Tejas verdes de Fermín Cabal. Intérprete: María Luisa Borruel, compañía Aran Dramática. Director: Eugenio Amaya. Sala alternativa La Grada. Madrid.

Tejas verdes fue el nombre de un lugar que los militares de Pinochet convirtieron en centro de prisión, tortura y muerte.
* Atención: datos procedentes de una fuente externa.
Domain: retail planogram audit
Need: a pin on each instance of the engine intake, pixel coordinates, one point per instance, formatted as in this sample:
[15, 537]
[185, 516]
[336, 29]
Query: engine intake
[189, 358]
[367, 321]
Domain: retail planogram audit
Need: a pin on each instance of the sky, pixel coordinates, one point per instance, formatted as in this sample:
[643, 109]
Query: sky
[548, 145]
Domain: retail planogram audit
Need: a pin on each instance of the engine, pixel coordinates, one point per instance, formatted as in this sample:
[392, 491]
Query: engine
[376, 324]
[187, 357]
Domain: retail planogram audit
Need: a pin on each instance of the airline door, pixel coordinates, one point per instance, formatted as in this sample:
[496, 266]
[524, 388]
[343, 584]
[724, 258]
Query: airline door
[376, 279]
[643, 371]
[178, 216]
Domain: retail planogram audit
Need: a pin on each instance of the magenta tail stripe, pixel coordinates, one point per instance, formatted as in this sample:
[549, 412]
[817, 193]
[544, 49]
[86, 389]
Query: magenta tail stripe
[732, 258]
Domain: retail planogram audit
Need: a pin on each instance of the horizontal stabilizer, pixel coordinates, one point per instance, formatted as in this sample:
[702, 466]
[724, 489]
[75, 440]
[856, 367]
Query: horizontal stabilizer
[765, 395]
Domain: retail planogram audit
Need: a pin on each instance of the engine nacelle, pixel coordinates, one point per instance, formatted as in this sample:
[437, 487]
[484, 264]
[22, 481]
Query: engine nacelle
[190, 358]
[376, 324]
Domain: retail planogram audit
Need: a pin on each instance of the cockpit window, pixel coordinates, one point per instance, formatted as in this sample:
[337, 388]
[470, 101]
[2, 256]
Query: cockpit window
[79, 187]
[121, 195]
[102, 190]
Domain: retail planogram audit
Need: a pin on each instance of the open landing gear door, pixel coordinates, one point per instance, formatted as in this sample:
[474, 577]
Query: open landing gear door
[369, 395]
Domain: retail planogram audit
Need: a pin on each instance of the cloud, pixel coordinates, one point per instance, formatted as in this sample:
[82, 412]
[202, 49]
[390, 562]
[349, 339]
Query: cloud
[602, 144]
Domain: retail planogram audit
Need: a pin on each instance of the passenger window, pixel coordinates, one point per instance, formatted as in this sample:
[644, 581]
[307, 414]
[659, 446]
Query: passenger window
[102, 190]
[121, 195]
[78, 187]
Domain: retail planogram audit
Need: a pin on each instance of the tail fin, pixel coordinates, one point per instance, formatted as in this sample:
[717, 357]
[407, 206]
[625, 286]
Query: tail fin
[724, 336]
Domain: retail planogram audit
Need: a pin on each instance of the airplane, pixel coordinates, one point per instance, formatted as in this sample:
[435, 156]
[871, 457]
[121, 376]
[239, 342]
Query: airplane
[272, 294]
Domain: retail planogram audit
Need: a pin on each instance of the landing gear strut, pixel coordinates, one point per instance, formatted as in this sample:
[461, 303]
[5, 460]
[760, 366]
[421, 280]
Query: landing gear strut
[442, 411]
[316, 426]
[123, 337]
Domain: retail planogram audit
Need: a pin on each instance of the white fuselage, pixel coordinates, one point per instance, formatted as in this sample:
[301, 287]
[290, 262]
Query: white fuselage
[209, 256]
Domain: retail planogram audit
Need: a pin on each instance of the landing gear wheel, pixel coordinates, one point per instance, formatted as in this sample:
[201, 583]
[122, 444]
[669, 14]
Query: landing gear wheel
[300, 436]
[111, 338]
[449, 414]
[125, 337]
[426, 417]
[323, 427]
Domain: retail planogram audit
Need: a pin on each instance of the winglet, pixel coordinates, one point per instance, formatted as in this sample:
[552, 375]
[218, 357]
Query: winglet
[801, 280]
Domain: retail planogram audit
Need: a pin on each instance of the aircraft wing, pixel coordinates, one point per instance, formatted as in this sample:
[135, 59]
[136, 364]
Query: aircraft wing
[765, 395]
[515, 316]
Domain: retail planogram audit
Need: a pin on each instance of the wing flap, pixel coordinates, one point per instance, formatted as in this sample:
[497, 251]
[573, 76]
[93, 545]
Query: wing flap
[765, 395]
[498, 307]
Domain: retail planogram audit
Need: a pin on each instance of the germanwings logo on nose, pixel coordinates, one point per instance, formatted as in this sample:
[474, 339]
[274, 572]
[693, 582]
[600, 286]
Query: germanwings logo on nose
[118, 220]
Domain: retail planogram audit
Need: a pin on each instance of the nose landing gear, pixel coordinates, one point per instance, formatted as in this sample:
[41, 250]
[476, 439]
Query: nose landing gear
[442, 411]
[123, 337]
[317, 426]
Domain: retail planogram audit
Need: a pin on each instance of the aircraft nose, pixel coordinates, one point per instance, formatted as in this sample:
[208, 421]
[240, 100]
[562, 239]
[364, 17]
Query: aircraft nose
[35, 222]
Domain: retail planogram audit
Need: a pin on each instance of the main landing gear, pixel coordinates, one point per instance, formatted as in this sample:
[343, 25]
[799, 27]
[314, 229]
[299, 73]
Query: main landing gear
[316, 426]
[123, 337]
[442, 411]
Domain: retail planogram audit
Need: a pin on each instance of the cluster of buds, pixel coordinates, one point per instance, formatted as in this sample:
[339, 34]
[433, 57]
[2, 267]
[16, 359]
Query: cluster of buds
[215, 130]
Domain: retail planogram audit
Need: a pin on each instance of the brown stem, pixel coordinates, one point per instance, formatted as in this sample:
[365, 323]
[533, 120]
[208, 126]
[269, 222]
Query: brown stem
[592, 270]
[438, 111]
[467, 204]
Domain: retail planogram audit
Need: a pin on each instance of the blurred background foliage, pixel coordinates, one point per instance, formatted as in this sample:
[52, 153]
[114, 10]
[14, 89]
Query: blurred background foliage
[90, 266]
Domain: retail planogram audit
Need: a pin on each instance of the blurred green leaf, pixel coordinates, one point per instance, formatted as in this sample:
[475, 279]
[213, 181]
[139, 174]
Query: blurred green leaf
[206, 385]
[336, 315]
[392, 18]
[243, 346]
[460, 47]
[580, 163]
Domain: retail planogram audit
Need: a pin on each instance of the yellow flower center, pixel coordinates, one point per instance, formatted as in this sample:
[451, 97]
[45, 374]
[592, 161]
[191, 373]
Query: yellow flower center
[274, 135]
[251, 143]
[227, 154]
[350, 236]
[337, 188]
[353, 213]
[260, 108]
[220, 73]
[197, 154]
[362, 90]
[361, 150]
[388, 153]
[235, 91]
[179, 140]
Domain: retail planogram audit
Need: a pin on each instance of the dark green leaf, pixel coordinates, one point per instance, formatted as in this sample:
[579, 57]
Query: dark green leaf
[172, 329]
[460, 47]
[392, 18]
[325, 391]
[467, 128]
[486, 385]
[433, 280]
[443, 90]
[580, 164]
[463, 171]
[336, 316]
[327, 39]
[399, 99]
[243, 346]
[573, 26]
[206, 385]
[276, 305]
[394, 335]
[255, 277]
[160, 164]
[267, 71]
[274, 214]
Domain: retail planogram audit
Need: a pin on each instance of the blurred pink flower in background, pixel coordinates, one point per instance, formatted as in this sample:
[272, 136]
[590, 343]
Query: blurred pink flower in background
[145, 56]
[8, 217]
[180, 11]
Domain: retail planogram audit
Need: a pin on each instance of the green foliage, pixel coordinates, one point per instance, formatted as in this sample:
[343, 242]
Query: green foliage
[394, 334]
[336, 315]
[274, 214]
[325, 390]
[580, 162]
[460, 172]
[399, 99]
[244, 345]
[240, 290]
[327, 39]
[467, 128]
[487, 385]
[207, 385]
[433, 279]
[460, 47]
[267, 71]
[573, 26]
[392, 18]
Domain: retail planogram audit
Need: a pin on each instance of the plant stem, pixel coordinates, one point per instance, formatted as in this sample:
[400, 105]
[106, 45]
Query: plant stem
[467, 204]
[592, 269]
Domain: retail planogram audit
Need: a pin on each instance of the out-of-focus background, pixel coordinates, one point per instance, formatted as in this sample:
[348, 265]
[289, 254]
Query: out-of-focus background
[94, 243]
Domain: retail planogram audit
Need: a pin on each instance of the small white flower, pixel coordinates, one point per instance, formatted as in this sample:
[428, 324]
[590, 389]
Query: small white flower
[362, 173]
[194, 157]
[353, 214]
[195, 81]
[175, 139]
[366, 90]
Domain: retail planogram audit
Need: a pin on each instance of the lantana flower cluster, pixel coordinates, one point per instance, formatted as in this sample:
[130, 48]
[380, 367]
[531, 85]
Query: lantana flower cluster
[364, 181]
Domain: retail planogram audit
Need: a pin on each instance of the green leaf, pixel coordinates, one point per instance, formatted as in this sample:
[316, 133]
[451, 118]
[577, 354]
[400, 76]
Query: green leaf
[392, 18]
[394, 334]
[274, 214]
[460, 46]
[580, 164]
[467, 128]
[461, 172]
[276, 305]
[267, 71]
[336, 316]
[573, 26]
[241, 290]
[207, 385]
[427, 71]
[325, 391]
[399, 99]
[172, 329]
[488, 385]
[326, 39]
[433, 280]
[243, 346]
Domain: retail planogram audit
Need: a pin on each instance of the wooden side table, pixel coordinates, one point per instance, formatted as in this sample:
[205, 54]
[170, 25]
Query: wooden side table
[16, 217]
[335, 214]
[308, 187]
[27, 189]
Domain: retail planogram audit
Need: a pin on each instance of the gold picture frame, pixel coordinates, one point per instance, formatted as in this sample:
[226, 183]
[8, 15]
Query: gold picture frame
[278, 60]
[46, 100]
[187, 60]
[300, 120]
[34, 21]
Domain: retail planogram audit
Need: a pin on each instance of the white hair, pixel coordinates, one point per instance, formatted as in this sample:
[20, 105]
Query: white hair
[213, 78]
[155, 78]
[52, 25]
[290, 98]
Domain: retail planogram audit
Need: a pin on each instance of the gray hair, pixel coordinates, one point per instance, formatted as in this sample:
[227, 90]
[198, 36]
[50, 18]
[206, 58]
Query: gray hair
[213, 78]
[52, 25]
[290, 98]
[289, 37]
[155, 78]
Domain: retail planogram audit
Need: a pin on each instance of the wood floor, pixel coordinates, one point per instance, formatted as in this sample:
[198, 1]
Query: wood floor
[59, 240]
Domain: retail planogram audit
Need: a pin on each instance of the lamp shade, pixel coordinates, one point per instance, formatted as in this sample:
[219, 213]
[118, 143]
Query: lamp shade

Fermín Cabal ha hecho algo más que un monólogo para recordar la tragedia y para comentar los grandes temas de vida, actualidad, tortura, ser humano.

Está escrito con la vehemencia contenida de este autor, y dicho por la actriz chilena María Luisa Borrel.

Digo que es algo más que un monólogo porque el montaje está hecho a la manera del antiguo cabaret berlinés: dos perchas con trajes que sirven para que la única actriz aparezca como traidora, como abogado o como violada, o desaparecida, o médico corrupto...

Tiene una voz muy buena para esto, y sus actitudes son comedidas dentro de lo que la tragedia permite. Muy buena actriz.

La vi con poca gente en el joven teatro de La Grada; y vi lágrimas en alguna espectadora, que secundaba las de la actriz. Merece más suerte: es un grito sincero y valiente.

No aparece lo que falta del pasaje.